Giter Club home page Giter Club logo

Comments (28)

kohr-h avatar kohr-h commented on May 14, 2024

Sure thing. To make it easier to pull in everything I suppose to make a metapackage odl on PyPI which pulls in all subpackages as namespace packages and as a result installs odl with all the rest thrown into its namespace.

To get just the core part, there could be an odl-core package.

from odl.

adler-j avatar adler-j commented on May 14, 2024

Sure, we only need a way for odl to not "crash" if the users dont have cuda for example, simply excluding odl-cuda in a nice way.

from odl.

kohr-h avatar kohr-h commented on May 14, 2024

The namespace package issue

I played around a bit with the namespace package idea yesterday, but to be honest I couldn't get it to work. Unfortunately the documentation on this topic is quite sparse and does not really cover possible problems very well. Implementation-wise my impression is that support for this feature is a bit fragile. And, worst of all, it does not seem to work properly with the pip install -e option which is so useful that I don't want to miss it.
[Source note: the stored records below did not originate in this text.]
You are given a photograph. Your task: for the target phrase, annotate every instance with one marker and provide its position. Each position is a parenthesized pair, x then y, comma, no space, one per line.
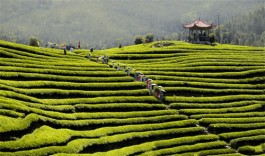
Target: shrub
(139,39)
(33,41)
(149,38)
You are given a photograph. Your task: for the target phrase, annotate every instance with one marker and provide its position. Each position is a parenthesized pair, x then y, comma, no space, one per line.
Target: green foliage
(139,39)
(33,41)
(149,38)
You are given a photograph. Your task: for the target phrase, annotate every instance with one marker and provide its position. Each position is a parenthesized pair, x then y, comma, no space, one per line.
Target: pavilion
(199,31)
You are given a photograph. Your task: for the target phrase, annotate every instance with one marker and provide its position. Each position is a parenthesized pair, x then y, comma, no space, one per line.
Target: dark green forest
(103,24)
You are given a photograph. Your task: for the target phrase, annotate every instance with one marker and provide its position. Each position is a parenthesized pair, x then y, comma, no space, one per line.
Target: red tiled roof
(198,24)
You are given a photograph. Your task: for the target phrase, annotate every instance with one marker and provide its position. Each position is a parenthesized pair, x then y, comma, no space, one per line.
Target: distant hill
(62,105)
(107,23)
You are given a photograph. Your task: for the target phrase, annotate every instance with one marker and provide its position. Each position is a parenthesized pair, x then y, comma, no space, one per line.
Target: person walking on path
(129,71)
(79,45)
(118,67)
(89,56)
(64,49)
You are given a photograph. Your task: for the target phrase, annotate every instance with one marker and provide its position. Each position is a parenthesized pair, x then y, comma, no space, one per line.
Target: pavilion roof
(198,24)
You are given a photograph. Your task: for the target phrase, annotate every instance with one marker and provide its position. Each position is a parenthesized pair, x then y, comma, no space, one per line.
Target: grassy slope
(221,86)
(56,104)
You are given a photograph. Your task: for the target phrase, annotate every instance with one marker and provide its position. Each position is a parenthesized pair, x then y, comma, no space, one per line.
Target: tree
(33,41)
(149,38)
(212,38)
(139,39)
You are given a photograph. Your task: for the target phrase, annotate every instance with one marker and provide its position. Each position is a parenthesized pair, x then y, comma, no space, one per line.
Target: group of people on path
(155,90)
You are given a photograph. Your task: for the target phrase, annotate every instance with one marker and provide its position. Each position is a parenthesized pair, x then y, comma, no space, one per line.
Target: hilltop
(101,24)
(55,104)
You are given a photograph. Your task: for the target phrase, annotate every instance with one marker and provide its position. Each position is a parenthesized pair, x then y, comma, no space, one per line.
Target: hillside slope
(101,23)
(55,104)
(222,87)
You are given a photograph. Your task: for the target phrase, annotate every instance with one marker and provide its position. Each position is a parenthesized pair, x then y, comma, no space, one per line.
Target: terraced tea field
(55,104)
(222,87)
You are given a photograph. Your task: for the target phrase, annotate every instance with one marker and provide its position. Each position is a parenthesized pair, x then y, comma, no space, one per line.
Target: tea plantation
(55,104)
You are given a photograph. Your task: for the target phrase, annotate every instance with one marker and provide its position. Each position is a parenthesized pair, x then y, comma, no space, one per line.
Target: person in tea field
(118,67)
(161,98)
(129,71)
(143,78)
(124,68)
(72,49)
(64,49)
(79,45)
(89,56)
What one is supposed to do

There are two slightly different ways of creating a namespace package in Py2 and Py3 < 3.3, plus one for 3.3 and later.

In general, odl would be a namespace package and odl.core, odl.solvers etc the subpackages. In any implementation, we would have a directory structure as follows (the folders odl.core and odl.solvers need not be in the same parent folder, and names are also irrelevant):

├── odl.core
│   └── odl
│       └── core
│           └── <core modules>
├── odl.solvers
│   └── odl
│       └── solvers
│           └── <solvers modules>
└── ...
1. Using setuptools

According to the setuptools doc on namespace packages, each odl directory would have to contain an __init__.py file with only the line

__import__('pkg_resources').declare_namespace(__name__)
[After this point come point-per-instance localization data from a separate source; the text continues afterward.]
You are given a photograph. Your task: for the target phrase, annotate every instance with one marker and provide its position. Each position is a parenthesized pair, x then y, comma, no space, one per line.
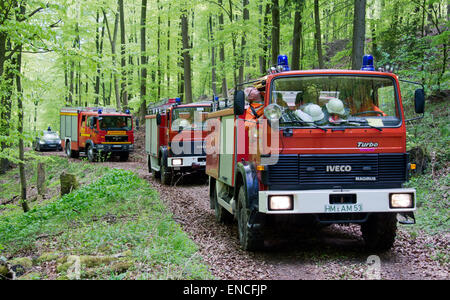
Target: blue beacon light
(283,62)
(368,64)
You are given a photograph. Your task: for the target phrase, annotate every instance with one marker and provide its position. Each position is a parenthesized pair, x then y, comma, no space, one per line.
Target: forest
(129,54)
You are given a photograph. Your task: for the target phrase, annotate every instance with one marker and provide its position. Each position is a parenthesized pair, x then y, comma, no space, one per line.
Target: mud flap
(406,218)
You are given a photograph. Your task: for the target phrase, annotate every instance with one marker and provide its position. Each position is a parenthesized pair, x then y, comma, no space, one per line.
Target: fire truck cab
(96,131)
(174,138)
(330,148)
In addition, each subpackage would have to use the option namespace_packages=['odl'] in the respective setup.py call to setup().

2. Using pkgutil (standard library module)

The recommended way of marking a package as a namespace package is via pkgutil.extend_path (documentation here). In that case, one adds a __init__.py to each odl directory in the tree and adds the lines

from pkgutil import extend_path
__path__ = extend_path(__path__, __name__)

Side note from PEP 420:

Every distribution needs to provide the same contents in its __init__.py , so that extend_path is invoked independent of which portion of the package gets imported first. As a consequence, the package's __init__.py cannot practically define any names as it depends on the order of the package fragments on sys.path to determine which portion is imported first.

A I read it, we would no longer be able to propagate names to the top-level odl namespace.

3. Implicit namespace package (Python 3.3 and later)

This feature is triggered by a subpackage not having an __init__.py in its odl directory. No need to do anything else, but I don't know exactly the consequences and how this feature collaborates with pip.

Pros and Cons of namespace packages

Pros
  • Nice import statements import odl.solvers just as if solvers was a submodule in the large odl distribution.
  • One import odl would make the namespace of the submodules immediately accessible. Apparently, that's not what happens. One still needs to explicitly import the submodule. It just looks like it is part of the "big blob" odl.
  • Each subpackage could be maintained separately and have its own (isolated) dependencies.
  • Distro and import package names would be nicely aligned.
Cons
  • Since it seems impossible to have a "parent" package and several "child" or "plugin" packages using the parent's namespace (at least with this mechanism), what is now odl would have to be moved to odl.core, for example.
  • The nice "propagate to top level" imports would only reach the next-to-top level, i.e. odl.Rn would then be odl.core.Rn. This counteracts the advantage of a unified namespace to some extent.

Alternative

Instead of making a namespace package odl and several subpackages (including odl.core which is now odl), we could keep odl as a proper package and use a common naming scheme for the packages which are based on odl and extend its functionality.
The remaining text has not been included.